The Wallowa County Network of Care is being developed in order to promote the formalization of an integrated health care network that will seek to achieve efficiencies; expand access to and improve the quality of essential health care services; and strengthen the rural health care system.

A county commissioner and the chair of the local advisory committee from each of the 12 Eastern Oregon counties will join the regional committee, which will guide the processes to best fulfill the needs of the counties’ Medicaid patients. County Commissioner Susan Roberts will serve as one of Wallowa County’s representatives on the regional council.

“The end game is all about money and the advisory committee is there to shepherd the region through the process,” Roberts said.

Roberts said the county doesn’t provide health care services, but is coordinating the health care, public safety, and education needs. 

The state wants physical and mental health as well as alcohol and drug addiction to be addressed through the Coordinated Care Organizations providing all-encompassing care, said Roberts. She is spearheading a group of consumers to provide feedback and said the theory of gathering all of these different needs together is to provide the best wrap-around services including organizations like the county health department, Building Healthy Families, and Community Connection.

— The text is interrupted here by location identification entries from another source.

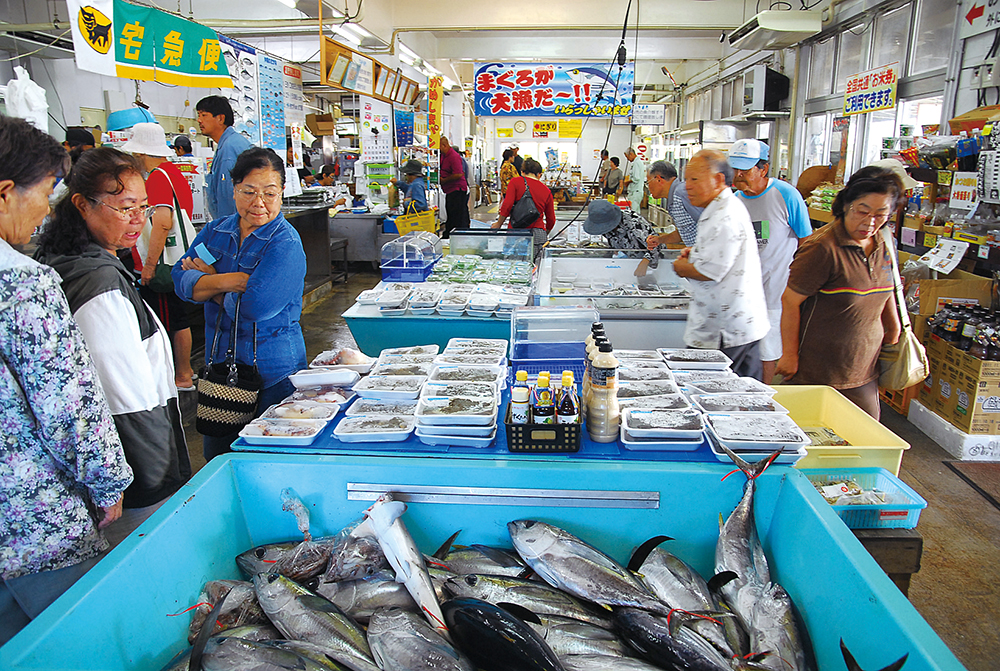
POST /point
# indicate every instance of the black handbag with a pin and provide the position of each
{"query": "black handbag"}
(227, 391)
(525, 212)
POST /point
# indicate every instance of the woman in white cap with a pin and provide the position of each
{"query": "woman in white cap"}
(165, 187)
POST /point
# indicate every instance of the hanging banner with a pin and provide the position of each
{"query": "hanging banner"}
(557, 89)
(117, 39)
(871, 90)
(435, 94)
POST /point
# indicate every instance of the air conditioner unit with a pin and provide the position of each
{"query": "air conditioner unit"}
(776, 30)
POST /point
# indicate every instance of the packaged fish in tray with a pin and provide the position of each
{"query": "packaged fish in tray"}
(740, 385)
(278, 432)
(301, 410)
(438, 410)
(646, 388)
(654, 423)
(737, 403)
(763, 433)
(374, 428)
(695, 359)
(390, 387)
(483, 390)
(660, 402)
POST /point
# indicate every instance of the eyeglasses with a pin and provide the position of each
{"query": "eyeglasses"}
(878, 217)
(144, 211)
(266, 196)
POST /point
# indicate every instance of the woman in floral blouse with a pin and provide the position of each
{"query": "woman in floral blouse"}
(60, 456)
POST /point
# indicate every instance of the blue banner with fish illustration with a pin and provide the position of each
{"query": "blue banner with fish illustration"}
(554, 89)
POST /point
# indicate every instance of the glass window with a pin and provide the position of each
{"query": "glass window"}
(934, 22)
(817, 140)
(820, 67)
(851, 55)
(891, 33)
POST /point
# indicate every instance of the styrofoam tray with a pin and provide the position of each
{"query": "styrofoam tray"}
(312, 377)
(474, 419)
(309, 428)
(484, 390)
(630, 442)
(630, 416)
(390, 387)
(301, 410)
(765, 432)
(695, 359)
(475, 431)
(456, 441)
(730, 404)
(377, 406)
(346, 431)
(741, 385)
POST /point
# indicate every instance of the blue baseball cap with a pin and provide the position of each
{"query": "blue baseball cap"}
(744, 154)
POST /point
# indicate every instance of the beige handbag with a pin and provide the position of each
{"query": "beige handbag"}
(903, 364)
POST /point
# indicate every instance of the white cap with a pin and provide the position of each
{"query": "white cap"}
(896, 166)
(744, 154)
(149, 139)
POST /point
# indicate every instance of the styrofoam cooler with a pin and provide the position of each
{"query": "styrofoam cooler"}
(116, 616)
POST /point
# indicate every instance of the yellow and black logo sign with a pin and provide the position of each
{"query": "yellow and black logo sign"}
(95, 28)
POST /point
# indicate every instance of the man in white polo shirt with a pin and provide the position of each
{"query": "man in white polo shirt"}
(727, 310)
(780, 220)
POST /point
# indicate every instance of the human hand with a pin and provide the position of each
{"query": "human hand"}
(111, 513)
(194, 263)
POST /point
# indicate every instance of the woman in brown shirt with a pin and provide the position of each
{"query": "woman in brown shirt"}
(838, 308)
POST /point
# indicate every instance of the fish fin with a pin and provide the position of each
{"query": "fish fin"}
(313, 602)
(519, 612)
(198, 648)
(442, 551)
(720, 579)
(642, 552)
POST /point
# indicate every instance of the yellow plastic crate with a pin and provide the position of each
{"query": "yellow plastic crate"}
(871, 444)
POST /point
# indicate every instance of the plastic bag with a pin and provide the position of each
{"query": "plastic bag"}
(26, 99)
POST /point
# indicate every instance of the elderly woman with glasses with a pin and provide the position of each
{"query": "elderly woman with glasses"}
(256, 258)
(103, 211)
(839, 306)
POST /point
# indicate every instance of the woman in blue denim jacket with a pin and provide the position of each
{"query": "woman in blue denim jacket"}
(257, 254)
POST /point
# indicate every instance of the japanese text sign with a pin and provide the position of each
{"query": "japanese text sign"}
(557, 89)
(871, 90)
(435, 94)
(117, 39)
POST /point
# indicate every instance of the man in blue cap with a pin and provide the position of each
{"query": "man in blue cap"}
(780, 219)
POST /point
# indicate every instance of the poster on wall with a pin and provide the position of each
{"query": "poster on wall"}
(871, 90)
(272, 104)
(555, 89)
(244, 93)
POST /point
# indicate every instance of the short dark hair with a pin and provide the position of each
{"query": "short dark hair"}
(664, 169)
(27, 155)
(866, 181)
(96, 173)
(216, 105)
(257, 158)
(531, 167)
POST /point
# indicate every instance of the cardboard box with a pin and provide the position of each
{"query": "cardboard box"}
(320, 124)
(956, 443)
(974, 119)
(962, 389)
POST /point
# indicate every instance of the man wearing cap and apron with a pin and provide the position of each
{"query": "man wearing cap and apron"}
(780, 219)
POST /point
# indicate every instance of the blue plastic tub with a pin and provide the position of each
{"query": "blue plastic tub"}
(118, 615)
(900, 511)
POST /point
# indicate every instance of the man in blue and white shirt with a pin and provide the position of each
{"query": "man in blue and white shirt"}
(780, 219)
(215, 118)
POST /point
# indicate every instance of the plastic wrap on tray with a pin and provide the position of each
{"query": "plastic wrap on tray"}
(646, 388)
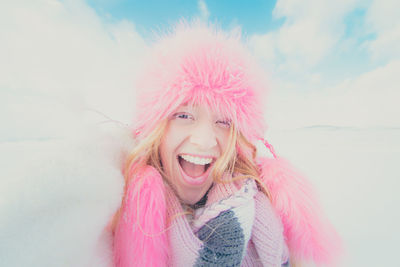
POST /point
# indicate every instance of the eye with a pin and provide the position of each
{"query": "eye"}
(224, 123)
(183, 116)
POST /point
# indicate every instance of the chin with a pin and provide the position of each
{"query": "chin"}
(191, 198)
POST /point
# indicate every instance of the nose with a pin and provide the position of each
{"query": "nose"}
(203, 135)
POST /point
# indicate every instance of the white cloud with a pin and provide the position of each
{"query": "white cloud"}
(369, 100)
(383, 20)
(310, 31)
(204, 13)
(59, 58)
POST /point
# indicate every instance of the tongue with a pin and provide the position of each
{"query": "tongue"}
(193, 170)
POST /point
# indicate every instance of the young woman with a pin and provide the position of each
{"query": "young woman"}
(196, 193)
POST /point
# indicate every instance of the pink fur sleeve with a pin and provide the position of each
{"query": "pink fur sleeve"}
(309, 235)
(140, 237)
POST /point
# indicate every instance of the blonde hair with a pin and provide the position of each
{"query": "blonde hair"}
(238, 158)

Bridget Brown of the Center for Wellness which provides the county’s mental health services said the vision of the network is for 100 percent access with no disparity amount patients.

“The mission of the network is better health and better living through community collaboration and education,” Brown said. “Wallowa County is now seen as a model of ideas of reform. We put them into practice so fast the state doesn’t know what to do with us.”